Todo comenzó con una cebra

A veces, para abordar temas complejos, es útil comenzar por una imagen sencilla. En este caso, la de dos cebras mirándose con recelo: una blanca y otra negra. Una escena imaginaria, casi humorística, que nos permite introducir una cuestión mucho más profunda: ¿cómo surgió realmente el racismo?

Aunque hoy convivimos con sus consecuencias, el racismo no nació de un hecho puntual ni de una diferencia biológica —como tampoco la tendría esa hipotética cebra “distinta”—, sino de un proceso social e histórico que convirtió la diversidad humana en jerarquía. Las primeras comunidades humanas mostraban cierta desconfianza hacia lo diferente, un mecanismo de supervivencia propio de sociedades pequeñas. Sin embargo, ese impulso inicial no puede considerarse racismo, sino un reflejo de tribalismo primitivo.

El salto cualitativo llegó siglos más tarde. Fue con la expansión de los grandes imperios, y especialmente a partir del siglo XV, cuando la humanidad comenzó a articular una ideología que clasificaba a unos grupos como superiores y a otros como inferiores. La colonización europea necesitaba justificaciones políticas y morales para sostener la explotación de territorios, la esclavitud de millones de personas y el sometimiento de poblaciones enteras. Así nació el concepto moderno de raza: una construcción destinada a legitimar la dominación.

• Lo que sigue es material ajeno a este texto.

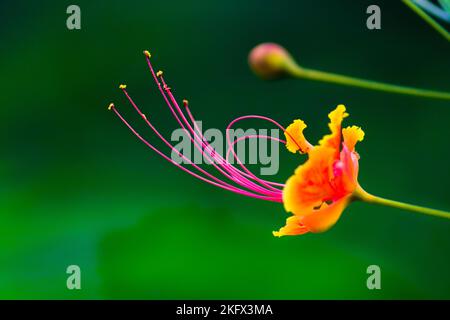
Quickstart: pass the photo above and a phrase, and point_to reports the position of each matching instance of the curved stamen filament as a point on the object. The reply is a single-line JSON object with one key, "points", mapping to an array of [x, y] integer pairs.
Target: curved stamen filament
{"points": [[198, 136], [233, 189], [252, 185]]}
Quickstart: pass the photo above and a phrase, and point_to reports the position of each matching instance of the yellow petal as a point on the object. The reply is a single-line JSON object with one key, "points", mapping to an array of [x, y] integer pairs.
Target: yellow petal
{"points": [[324, 218], [295, 140], [351, 136], [293, 227], [333, 140]]}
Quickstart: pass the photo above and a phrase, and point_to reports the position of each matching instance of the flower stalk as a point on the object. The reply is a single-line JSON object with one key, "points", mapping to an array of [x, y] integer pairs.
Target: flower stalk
{"points": [[362, 195], [271, 61]]}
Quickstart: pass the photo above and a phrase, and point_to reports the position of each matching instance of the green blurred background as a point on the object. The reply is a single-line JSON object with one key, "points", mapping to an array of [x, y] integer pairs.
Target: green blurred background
{"points": [[77, 188]]}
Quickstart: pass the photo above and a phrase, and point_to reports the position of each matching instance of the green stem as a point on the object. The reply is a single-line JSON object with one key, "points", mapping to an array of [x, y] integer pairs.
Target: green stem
{"points": [[299, 72], [361, 194], [436, 26]]}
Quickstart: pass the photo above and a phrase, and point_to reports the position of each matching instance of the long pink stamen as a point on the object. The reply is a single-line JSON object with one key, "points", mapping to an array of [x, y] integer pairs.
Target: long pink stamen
{"points": [[199, 137], [166, 142], [236, 170], [234, 189], [263, 190]]}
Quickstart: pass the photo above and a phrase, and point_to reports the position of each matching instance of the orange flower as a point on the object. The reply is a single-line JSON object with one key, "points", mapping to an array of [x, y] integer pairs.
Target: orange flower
{"points": [[322, 187]]}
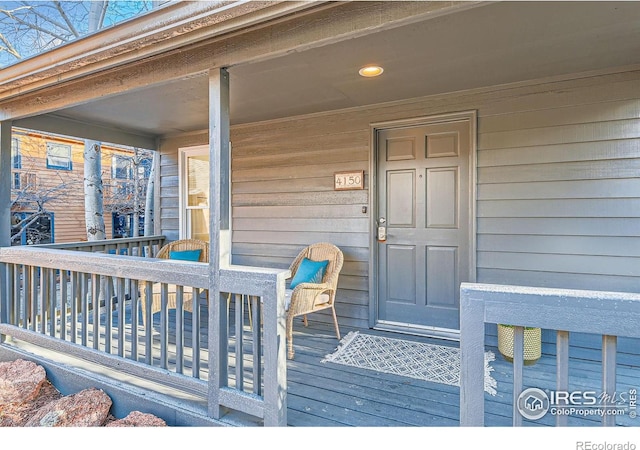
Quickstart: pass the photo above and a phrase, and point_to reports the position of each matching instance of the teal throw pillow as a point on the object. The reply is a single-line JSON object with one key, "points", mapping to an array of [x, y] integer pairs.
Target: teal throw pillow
{"points": [[309, 272], [186, 255]]}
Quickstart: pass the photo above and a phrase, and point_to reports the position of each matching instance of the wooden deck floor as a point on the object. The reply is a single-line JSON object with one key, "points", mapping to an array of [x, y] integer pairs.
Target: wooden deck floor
{"points": [[329, 394], [334, 395]]}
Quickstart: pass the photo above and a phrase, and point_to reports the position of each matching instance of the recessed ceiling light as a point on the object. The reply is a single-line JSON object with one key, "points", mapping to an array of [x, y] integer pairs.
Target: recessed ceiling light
{"points": [[371, 71]]}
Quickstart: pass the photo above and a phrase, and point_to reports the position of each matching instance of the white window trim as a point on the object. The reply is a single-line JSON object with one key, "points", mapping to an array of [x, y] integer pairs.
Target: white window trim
{"points": [[183, 154]]}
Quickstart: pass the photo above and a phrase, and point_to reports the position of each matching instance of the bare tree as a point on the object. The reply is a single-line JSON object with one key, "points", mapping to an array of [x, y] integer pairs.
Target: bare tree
{"points": [[127, 193], [33, 199], [31, 27], [28, 28]]}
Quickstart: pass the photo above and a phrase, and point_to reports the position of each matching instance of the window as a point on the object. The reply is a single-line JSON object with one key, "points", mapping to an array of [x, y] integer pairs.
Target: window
{"points": [[22, 180], [27, 180], [16, 157], [121, 167], [194, 197], [59, 156], [39, 228]]}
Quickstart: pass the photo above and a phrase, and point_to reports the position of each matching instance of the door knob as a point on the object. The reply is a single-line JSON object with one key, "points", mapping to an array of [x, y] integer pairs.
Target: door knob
{"points": [[382, 229]]}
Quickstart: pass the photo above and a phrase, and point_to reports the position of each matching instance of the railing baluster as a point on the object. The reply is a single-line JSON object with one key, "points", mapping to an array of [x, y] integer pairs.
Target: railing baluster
{"points": [[119, 292], [134, 296], [33, 297], [108, 317], [562, 370], [10, 295], [239, 347], [52, 299], [518, 366], [24, 301], [75, 300], [95, 300], [195, 332], [42, 306], [64, 291], [164, 324], [609, 349], [180, 327], [257, 343], [84, 308], [148, 330]]}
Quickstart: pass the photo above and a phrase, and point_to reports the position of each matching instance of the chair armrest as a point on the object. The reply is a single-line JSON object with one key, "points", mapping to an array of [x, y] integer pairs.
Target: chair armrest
{"points": [[303, 297]]}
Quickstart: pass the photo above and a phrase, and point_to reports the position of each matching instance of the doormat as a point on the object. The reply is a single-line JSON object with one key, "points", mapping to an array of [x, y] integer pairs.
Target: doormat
{"points": [[429, 362]]}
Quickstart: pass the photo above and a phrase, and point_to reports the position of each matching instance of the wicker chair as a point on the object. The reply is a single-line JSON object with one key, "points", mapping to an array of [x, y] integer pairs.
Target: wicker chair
{"points": [[308, 298], [164, 253], [185, 244]]}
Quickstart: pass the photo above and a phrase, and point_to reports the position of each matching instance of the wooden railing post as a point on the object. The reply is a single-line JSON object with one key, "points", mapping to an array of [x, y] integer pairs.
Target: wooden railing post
{"points": [[471, 359]]}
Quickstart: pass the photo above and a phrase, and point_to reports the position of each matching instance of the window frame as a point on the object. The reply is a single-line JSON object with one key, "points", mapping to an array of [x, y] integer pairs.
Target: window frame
{"points": [[69, 159], [16, 156], [185, 153]]}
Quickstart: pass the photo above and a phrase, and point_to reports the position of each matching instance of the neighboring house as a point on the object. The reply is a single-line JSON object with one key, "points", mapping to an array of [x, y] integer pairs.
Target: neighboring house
{"points": [[501, 143], [47, 172]]}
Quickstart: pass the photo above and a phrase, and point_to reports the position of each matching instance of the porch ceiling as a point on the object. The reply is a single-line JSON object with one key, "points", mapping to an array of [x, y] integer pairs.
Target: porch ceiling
{"points": [[495, 43]]}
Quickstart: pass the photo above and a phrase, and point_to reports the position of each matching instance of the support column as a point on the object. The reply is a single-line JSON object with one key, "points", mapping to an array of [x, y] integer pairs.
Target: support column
{"points": [[5, 214], [219, 232], [5, 184]]}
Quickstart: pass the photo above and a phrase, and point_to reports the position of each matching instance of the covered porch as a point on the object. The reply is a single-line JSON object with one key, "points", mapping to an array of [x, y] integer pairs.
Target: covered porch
{"points": [[552, 192], [167, 364]]}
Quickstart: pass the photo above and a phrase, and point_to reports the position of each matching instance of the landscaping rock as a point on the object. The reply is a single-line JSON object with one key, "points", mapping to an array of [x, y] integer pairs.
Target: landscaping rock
{"points": [[87, 408], [28, 399], [138, 419]]}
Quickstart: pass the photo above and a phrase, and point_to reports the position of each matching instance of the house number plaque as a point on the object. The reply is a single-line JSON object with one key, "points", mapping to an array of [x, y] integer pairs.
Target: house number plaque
{"points": [[344, 181]]}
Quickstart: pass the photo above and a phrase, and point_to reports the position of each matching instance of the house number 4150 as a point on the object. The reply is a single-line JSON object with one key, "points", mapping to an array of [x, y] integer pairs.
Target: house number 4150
{"points": [[349, 180]]}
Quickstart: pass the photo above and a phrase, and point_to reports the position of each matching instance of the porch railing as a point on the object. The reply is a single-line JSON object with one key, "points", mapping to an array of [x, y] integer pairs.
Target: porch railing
{"points": [[609, 314], [146, 246], [90, 306]]}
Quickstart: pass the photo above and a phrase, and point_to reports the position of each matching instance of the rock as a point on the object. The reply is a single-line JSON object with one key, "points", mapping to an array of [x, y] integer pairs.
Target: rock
{"points": [[20, 381], [28, 399], [87, 408], [23, 390], [138, 419]]}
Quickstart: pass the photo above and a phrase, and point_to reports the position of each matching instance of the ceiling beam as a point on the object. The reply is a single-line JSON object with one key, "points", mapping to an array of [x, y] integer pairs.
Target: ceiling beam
{"points": [[68, 127], [299, 32]]}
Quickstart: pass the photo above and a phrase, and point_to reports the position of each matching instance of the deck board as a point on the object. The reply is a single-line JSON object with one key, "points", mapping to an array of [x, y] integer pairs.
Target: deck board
{"points": [[326, 394]]}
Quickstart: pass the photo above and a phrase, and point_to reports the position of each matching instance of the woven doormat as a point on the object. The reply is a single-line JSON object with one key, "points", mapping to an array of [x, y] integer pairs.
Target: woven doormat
{"points": [[436, 363]]}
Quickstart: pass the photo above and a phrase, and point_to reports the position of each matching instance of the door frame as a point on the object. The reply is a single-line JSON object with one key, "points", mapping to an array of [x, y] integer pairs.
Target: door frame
{"points": [[472, 117]]}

Durante los siglos XVIII y XIX, esta idea se reforzó mediante teorías pseudocientíficas que pretendían otorgar rigor a una visión ya de por sí interesada. La frenología, el determinismo biológico o el darwinismo social difundieron la falsa creencia de que era posible medir la valía humana a través del color de la piel o los rasgos físicos. Aquellas afirmaciones, desmontadas hoy por la ciencia, sirvieron entonces para consolidar sistemas económicos y políticos basados en la desigualdad.

Recordar el origen del racismo es fundamental para comprender su persistencia actual. No surgió de la naturaleza ni de una supuesta diferencia genética, sino de decisiones históricas que convirtieron la diversidad en una herramienta de poder. Por eso la metáfora de las cebras sigue siendo tan eficaz: ninguna cebra se cuestiona si sus rayas valen más o menos que las de otra. Esa comparación solo existe en la mente humana.

Desmontar el racismo implica precisamente eso: volver a mirar nuestras propias “rayas” sin jerarquías ni prejuicios, entendiendo que lo que nos separa nunca ha sido más relevante que lo que nos une.

Es una lección difícil de entender, pero que poco a poco debemos ir incorporando en la educación de nuestros seres pequeños en casa, así como debemos hacer cambiar a los adultos que sienten esta emoción.

En la diversidad está el secreto de las relaciones, en aprender a aceptarnos tal y como somos y en convivir desde esa diversidad con nuestras diferencias.